Anyone can tell a “good” story
I have written a number of times about the importance of good
story telling in marketing legal services (see here and here). The main concept is that telling
a story is a much better way to communicate your expertise than
documenting what you do. Not only will prospective clients and
referral sources find your stories a lot more interesting than a
dry recitation of your areas of legal expertise, but referral
sources are MUCH more likely to understand what you do. More
importantly clients and referral sources are much more likely to
REMEMBER what you do when a referral opportunity comes along.
We all know some great story tellers (i.e. people that can keep
our attention for hours).
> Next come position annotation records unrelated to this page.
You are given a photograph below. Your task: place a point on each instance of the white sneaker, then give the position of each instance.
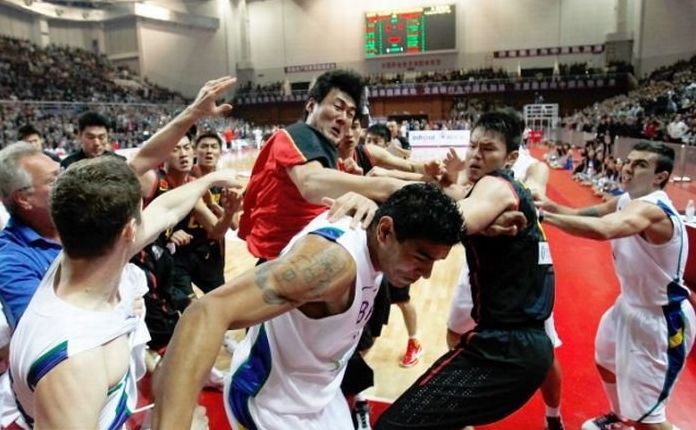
(605, 422)
(230, 344)
(362, 415)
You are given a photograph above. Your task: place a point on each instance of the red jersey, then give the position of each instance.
(274, 209)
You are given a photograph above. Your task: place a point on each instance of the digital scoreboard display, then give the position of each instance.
(410, 31)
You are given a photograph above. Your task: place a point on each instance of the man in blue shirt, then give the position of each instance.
(28, 244)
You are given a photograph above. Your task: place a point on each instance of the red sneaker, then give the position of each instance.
(413, 353)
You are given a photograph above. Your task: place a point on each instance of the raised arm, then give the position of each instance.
(156, 149)
(315, 182)
(490, 197)
(537, 177)
(314, 270)
(384, 158)
(216, 225)
(171, 207)
(636, 218)
(599, 210)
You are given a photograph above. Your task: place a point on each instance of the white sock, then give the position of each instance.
(613, 396)
(552, 412)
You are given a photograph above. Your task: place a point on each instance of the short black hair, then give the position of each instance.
(665, 156)
(208, 134)
(92, 119)
(380, 130)
(506, 122)
(91, 203)
(345, 80)
(26, 130)
(422, 211)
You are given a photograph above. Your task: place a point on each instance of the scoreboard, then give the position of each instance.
(410, 31)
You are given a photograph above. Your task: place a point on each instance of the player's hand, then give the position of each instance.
(231, 200)
(377, 171)
(453, 339)
(434, 169)
(362, 209)
(507, 224)
(204, 103)
(180, 238)
(200, 419)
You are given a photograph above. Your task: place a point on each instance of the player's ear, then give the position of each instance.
(511, 158)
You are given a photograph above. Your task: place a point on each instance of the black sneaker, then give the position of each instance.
(554, 423)
(606, 422)
(362, 415)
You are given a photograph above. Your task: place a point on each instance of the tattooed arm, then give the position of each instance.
(314, 270)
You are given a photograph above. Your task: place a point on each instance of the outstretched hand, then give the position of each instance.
(362, 209)
(204, 103)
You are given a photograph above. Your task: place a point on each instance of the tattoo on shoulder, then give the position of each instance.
(270, 296)
(308, 276)
(589, 212)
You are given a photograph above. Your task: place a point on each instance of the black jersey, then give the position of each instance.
(511, 276)
(362, 157)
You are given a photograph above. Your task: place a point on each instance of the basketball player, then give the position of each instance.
(535, 176)
(78, 350)
(644, 338)
(297, 167)
(309, 306)
(498, 366)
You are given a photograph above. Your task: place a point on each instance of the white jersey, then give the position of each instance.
(652, 275)
(292, 364)
(52, 330)
(524, 160)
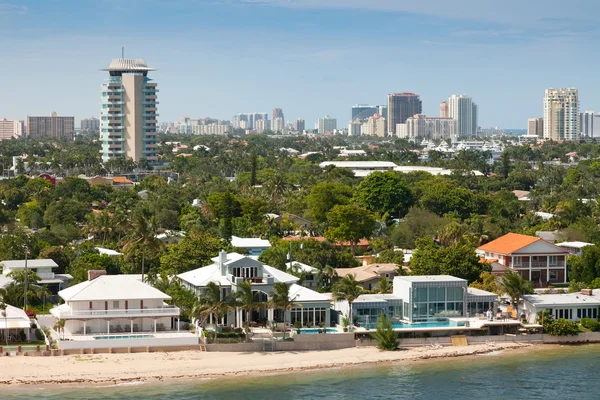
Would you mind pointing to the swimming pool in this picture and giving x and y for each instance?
(312, 331)
(123, 337)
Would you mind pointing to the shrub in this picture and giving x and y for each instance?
(590, 324)
(387, 338)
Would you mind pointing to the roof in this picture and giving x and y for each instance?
(367, 272)
(430, 278)
(509, 243)
(15, 319)
(112, 287)
(123, 64)
(563, 299)
(300, 293)
(108, 252)
(576, 245)
(249, 242)
(20, 264)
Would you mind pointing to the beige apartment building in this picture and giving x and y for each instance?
(11, 129)
(50, 127)
(128, 113)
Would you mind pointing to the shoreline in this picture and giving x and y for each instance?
(109, 370)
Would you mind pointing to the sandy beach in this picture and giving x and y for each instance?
(120, 368)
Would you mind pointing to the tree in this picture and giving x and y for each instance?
(515, 287)
(349, 223)
(385, 193)
(387, 338)
(281, 299)
(459, 260)
(142, 237)
(384, 285)
(324, 196)
(347, 289)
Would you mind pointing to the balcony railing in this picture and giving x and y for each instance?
(117, 313)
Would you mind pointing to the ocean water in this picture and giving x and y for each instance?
(566, 372)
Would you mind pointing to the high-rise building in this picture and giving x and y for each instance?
(561, 114)
(535, 127)
(402, 106)
(277, 113)
(589, 124)
(377, 125)
(424, 127)
(354, 128)
(444, 111)
(52, 126)
(90, 124)
(464, 110)
(278, 125)
(327, 124)
(11, 129)
(128, 114)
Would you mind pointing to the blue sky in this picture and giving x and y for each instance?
(309, 57)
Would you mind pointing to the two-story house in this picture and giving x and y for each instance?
(536, 260)
(43, 269)
(230, 270)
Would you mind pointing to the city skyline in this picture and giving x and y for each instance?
(312, 41)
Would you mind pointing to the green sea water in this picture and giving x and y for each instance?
(566, 372)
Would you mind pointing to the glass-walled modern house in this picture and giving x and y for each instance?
(427, 298)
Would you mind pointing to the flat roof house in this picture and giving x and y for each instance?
(536, 260)
(230, 270)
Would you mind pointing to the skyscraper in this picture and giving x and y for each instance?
(327, 124)
(589, 124)
(128, 113)
(401, 106)
(52, 126)
(535, 126)
(561, 114)
(464, 110)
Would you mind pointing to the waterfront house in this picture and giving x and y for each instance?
(43, 269)
(230, 270)
(254, 246)
(571, 306)
(115, 304)
(536, 260)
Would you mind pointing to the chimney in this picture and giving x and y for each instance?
(222, 261)
(94, 273)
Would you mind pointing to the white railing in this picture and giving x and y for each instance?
(131, 312)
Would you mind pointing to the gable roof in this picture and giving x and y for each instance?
(112, 287)
(509, 243)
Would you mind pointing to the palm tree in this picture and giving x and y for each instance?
(384, 285)
(281, 299)
(142, 237)
(515, 286)
(247, 299)
(347, 289)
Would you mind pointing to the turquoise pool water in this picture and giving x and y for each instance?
(123, 337)
(312, 331)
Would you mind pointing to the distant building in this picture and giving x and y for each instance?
(327, 124)
(589, 124)
(464, 111)
(90, 124)
(402, 106)
(52, 126)
(424, 127)
(11, 129)
(535, 127)
(128, 112)
(561, 114)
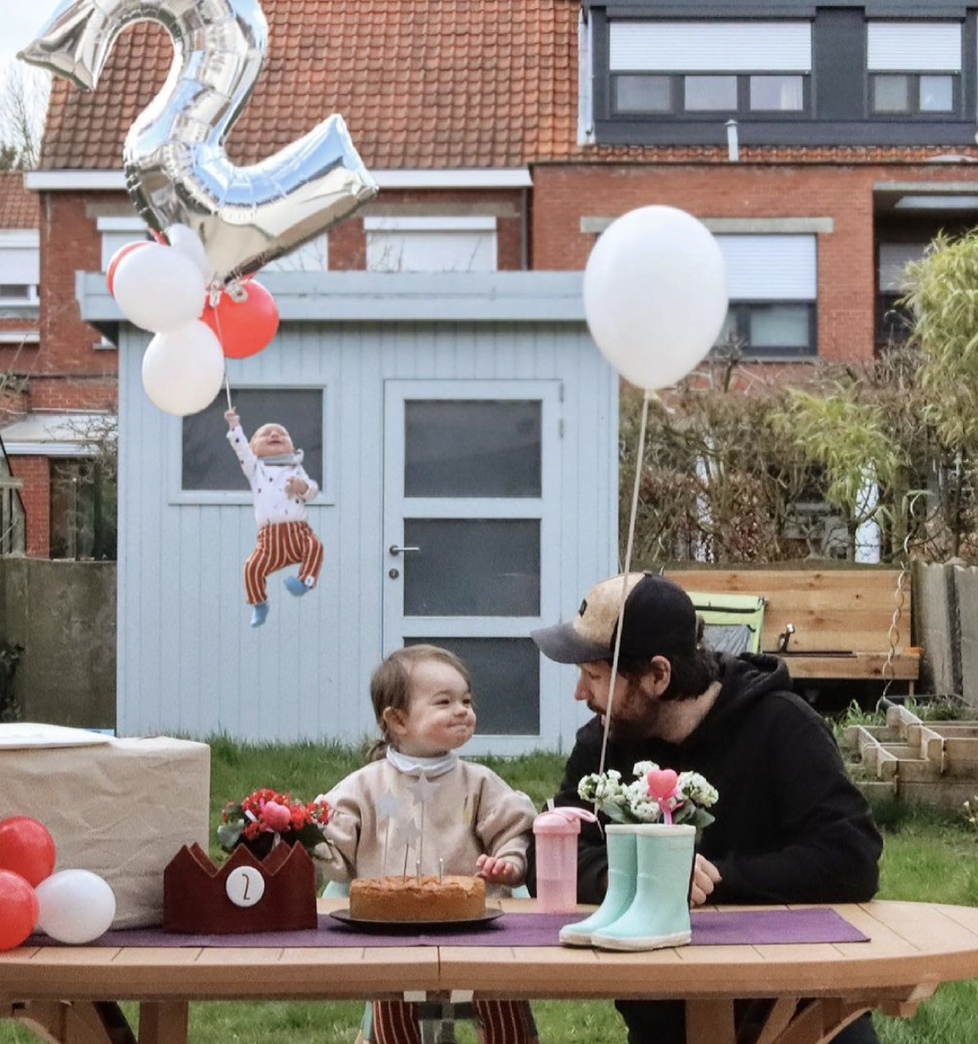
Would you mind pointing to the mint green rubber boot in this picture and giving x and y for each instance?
(659, 915)
(621, 880)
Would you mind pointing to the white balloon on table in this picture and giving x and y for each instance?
(656, 294)
(159, 288)
(184, 369)
(75, 906)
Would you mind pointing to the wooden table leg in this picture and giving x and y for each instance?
(710, 1022)
(79, 1022)
(813, 1022)
(163, 1022)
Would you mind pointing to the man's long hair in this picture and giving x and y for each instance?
(691, 675)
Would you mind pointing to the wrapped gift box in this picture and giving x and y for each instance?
(121, 808)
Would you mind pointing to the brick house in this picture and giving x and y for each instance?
(824, 144)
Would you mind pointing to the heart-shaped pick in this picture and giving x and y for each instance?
(661, 783)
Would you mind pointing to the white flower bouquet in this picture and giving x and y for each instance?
(656, 796)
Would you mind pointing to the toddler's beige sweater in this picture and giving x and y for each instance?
(470, 812)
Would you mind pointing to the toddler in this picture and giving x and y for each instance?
(472, 821)
(281, 489)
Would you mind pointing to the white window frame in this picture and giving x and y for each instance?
(26, 240)
(392, 226)
(674, 46)
(134, 228)
(914, 47)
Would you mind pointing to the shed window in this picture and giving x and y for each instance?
(209, 463)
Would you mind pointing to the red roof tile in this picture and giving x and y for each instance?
(420, 82)
(18, 206)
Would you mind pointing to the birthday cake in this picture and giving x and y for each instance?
(448, 898)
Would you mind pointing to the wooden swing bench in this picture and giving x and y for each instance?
(840, 618)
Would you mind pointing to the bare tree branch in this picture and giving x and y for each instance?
(23, 101)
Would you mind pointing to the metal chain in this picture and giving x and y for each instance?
(888, 672)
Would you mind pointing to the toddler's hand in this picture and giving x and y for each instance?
(706, 877)
(498, 871)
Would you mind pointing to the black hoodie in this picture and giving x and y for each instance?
(790, 827)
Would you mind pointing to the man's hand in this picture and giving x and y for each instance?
(706, 876)
(499, 871)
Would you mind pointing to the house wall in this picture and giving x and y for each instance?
(188, 660)
(847, 279)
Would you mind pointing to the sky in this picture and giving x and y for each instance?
(20, 23)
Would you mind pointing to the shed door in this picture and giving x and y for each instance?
(471, 540)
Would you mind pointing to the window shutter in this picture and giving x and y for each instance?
(770, 267)
(914, 47)
(711, 46)
(20, 265)
(893, 260)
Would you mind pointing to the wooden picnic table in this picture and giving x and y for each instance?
(805, 993)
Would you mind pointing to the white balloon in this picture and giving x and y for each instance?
(183, 238)
(159, 288)
(656, 294)
(184, 370)
(76, 906)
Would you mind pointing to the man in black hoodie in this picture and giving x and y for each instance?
(790, 827)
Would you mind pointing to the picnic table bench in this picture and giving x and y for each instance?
(806, 992)
(841, 618)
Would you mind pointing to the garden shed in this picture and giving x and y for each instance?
(463, 430)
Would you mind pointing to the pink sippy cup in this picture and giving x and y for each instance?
(555, 832)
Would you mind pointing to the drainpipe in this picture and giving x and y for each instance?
(525, 229)
(733, 143)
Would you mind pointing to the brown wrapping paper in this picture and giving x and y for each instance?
(121, 808)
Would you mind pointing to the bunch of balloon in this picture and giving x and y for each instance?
(656, 298)
(162, 288)
(71, 906)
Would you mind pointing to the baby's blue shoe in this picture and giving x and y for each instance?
(295, 586)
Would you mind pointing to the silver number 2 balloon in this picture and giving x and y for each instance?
(175, 166)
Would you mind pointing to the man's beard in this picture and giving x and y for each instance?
(635, 713)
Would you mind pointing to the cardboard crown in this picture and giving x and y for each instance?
(195, 898)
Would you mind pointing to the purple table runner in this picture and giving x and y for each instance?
(710, 928)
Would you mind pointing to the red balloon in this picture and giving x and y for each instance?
(19, 909)
(116, 258)
(244, 327)
(26, 848)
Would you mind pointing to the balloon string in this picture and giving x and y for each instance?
(639, 460)
(220, 337)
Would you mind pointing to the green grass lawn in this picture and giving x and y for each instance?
(927, 856)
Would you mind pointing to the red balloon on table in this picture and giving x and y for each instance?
(117, 258)
(19, 909)
(244, 327)
(26, 848)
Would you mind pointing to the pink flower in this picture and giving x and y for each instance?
(277, 816)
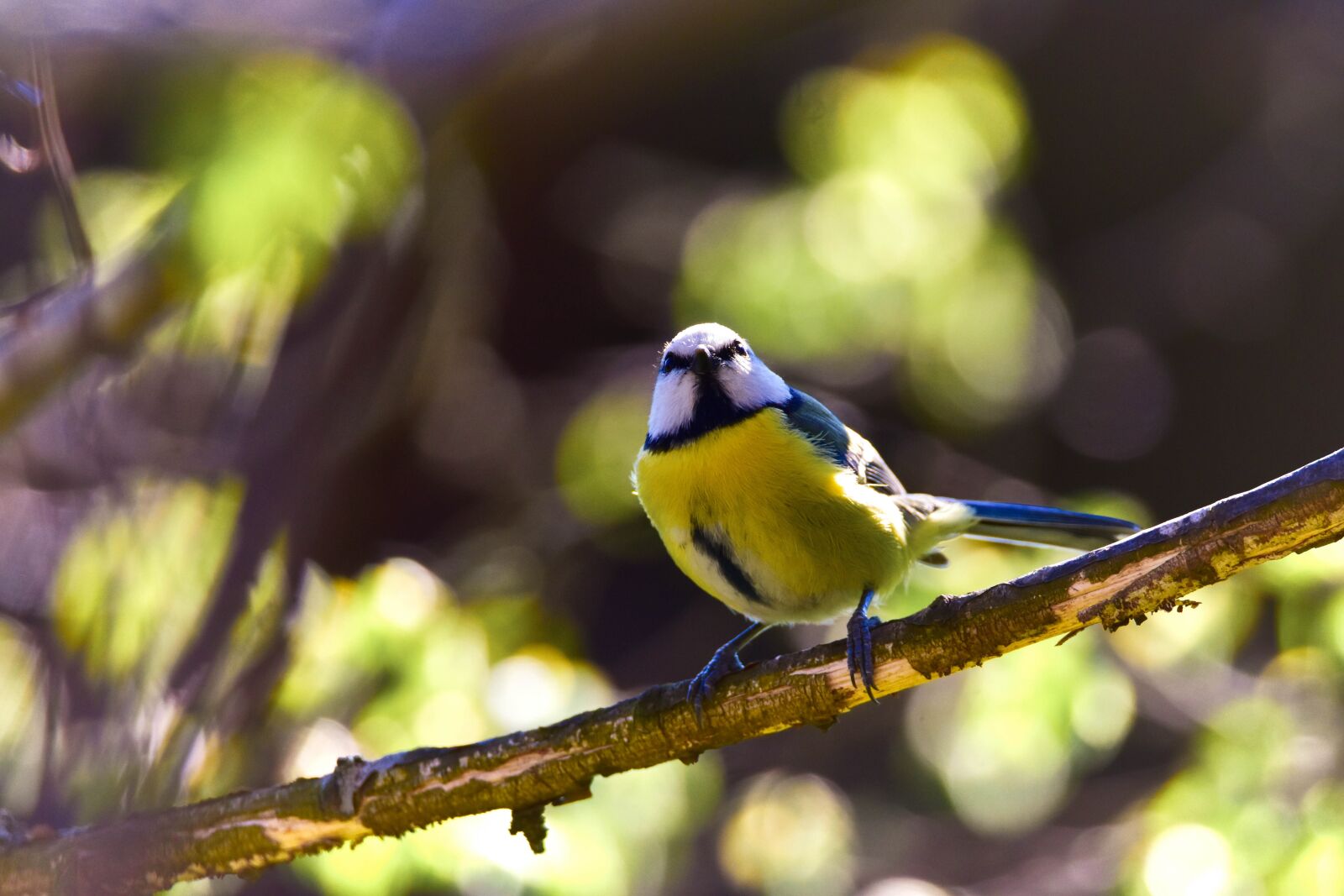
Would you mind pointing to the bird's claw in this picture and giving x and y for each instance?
(859, 651)
(723, 663)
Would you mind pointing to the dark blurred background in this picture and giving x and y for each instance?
(363, 485)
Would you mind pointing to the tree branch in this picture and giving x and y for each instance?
(526, 772)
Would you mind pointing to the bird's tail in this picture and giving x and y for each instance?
(1038, 526)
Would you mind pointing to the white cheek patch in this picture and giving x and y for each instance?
(750, 385)
(674, 402)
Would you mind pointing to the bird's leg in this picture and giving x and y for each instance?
(859, 644)
(723, 661)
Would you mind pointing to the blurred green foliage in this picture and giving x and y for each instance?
(288, 156)
(407, 665)
(788, 836)
(887, 244)
(890, 244)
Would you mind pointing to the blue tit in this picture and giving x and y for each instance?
(779, 510)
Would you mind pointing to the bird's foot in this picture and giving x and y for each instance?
(723, 663)
(859, 649)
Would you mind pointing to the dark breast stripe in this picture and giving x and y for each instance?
(729, 569)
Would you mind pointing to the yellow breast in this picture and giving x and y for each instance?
(759, 519)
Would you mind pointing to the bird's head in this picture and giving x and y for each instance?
(709, 378)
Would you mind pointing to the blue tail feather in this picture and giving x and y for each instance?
(1030, 524)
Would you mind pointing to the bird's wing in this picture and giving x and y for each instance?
(847, 448)
(843, 445)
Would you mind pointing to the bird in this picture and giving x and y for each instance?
(770, 504)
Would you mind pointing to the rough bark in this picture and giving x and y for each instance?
(530, 770)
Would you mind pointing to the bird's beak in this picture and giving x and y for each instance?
(702, 362)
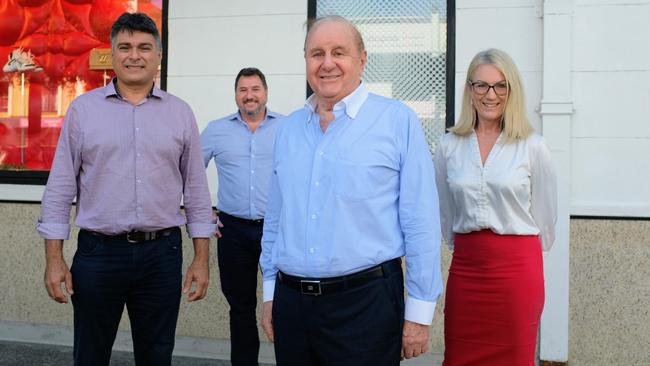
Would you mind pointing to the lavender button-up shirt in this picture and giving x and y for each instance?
(129, 166)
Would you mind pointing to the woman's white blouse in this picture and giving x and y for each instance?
(514, 192)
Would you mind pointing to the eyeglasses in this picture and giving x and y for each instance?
(482, 88)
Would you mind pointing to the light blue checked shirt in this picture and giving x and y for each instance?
(244, 162)
(360, 194)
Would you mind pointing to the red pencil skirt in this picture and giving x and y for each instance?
(494, 300)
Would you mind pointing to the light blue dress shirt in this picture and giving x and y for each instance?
(360, 194)
(244, 162)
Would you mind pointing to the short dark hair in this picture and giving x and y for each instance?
(251, 71)
(135, 22)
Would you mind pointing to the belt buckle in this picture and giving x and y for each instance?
(132, 241)
(308, 287)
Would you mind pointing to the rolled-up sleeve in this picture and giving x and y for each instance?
(420, 222)
(61, 188)
(196, 195)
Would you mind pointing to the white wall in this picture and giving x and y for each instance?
(611, 126)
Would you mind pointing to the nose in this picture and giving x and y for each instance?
(328, 62)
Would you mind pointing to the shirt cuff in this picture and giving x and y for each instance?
(201, 230)
(53, 230)
(419, 311)
(268, 289)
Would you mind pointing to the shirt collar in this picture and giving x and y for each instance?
(351, 104)
(111, 90)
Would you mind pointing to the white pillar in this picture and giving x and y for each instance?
(556, 109)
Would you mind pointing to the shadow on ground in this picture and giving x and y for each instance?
(22, 354)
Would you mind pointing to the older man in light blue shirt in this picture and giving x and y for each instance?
(353, 191)
(241, 145)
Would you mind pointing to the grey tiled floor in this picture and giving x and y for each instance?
(28, 354)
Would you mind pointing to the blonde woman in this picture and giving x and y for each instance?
(497, 192)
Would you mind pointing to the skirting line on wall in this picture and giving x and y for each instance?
(218, 349)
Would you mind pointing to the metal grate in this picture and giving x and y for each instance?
(407, 49)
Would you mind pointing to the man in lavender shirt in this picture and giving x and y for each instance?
(129, 152)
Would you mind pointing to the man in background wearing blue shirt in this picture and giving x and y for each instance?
(353, 191)
(242, 147)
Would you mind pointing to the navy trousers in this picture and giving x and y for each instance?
(361, 326)
(238, 252)
(146, 277)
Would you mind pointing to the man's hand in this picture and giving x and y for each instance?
(56, 271)
(267, 319)
(215, 219)
(415, 339)
(199, 271)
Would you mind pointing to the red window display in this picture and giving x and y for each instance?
(52, 51)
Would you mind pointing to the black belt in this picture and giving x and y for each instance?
(255, 222)
(135, 237)
(324, 286)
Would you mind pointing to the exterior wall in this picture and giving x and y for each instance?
(610, 129)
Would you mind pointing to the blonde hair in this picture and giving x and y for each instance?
(514, 123)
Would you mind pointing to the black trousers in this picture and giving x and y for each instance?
(238, 252)
(353, 327)
(146, 277)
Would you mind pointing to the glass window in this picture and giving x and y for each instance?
(51, 51)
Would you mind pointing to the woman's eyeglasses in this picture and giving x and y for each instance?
(482, 88)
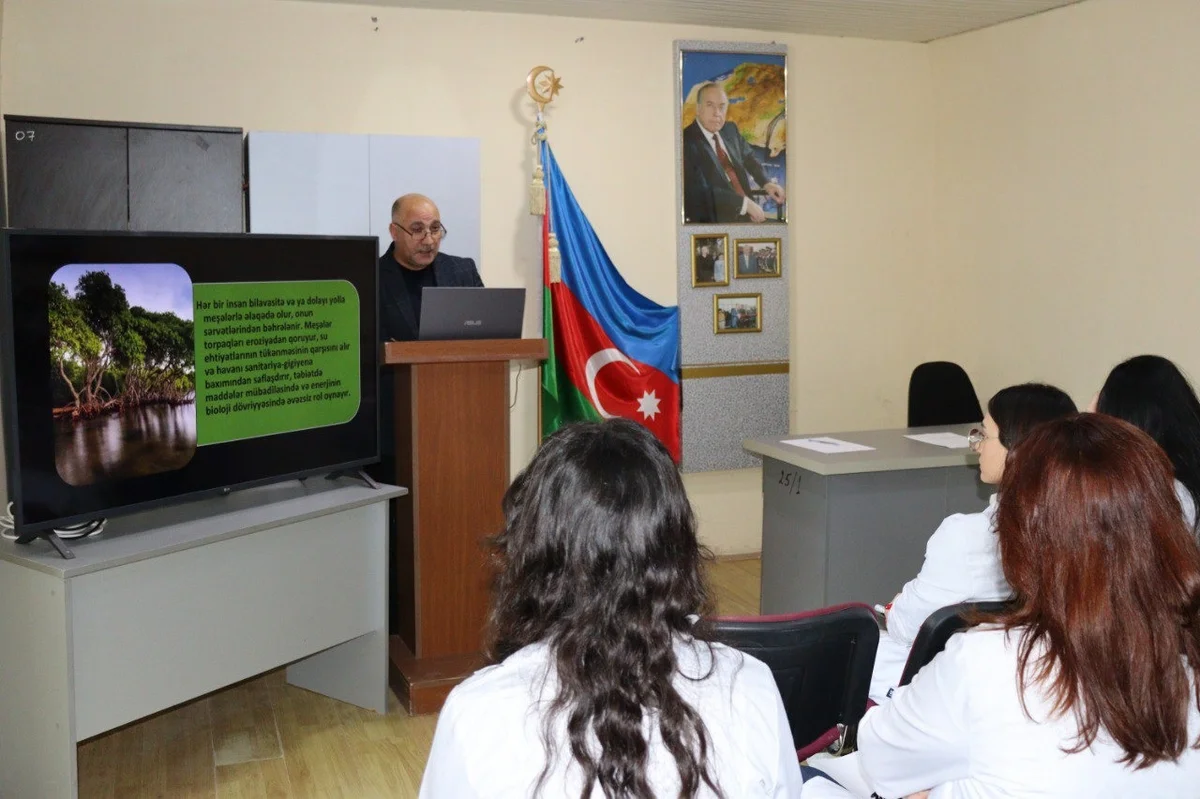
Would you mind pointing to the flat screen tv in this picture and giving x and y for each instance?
(147, 368)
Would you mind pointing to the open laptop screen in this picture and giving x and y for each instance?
(455, 313)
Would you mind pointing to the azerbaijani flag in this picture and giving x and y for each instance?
(612, 352)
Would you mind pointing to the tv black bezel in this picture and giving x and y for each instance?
(28, 533)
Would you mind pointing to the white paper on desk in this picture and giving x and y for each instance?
(828, 445)
(949, 440)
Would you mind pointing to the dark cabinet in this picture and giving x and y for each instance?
(84, 175)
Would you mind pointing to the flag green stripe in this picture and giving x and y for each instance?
(562, 403)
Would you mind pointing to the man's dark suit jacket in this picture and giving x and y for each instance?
(708, 194)
(397, 319)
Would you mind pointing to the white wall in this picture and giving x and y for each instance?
(861, 154)
(1068, 192)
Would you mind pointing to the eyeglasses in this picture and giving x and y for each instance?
(418, 230)
(976, 438)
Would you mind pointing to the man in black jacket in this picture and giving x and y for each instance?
(718, 166)
(414, 262)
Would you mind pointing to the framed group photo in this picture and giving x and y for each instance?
(757, 258)
(737, 313)
(711, 259)
(733, 115)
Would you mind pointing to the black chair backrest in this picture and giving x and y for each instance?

Most of us do not have that ability and
never will. The good news, however, is that we don't need to be
great story tellers in order to be successful; rather, we just need
to be good at telling a quick anecdote that illustrates what we do
and how we can be of help to an individual or business.
Telling a good story or anecdote that illustrates what you do
requires preparation. In fact, even the greatest storytellers in
the world do a lot of preparation; but they make it look so easy
that you think they are doing it off the cuff. You would never go
into a courtroom trying to wing it for an entire trial; so why do
we feel we can wing it when it comes to telling stories that are
intended to sell our services? Here are some other useful tips in
drafting your own stories:
- Know your audience. You will probably tell different stories to
another lawyer than you would to a business person.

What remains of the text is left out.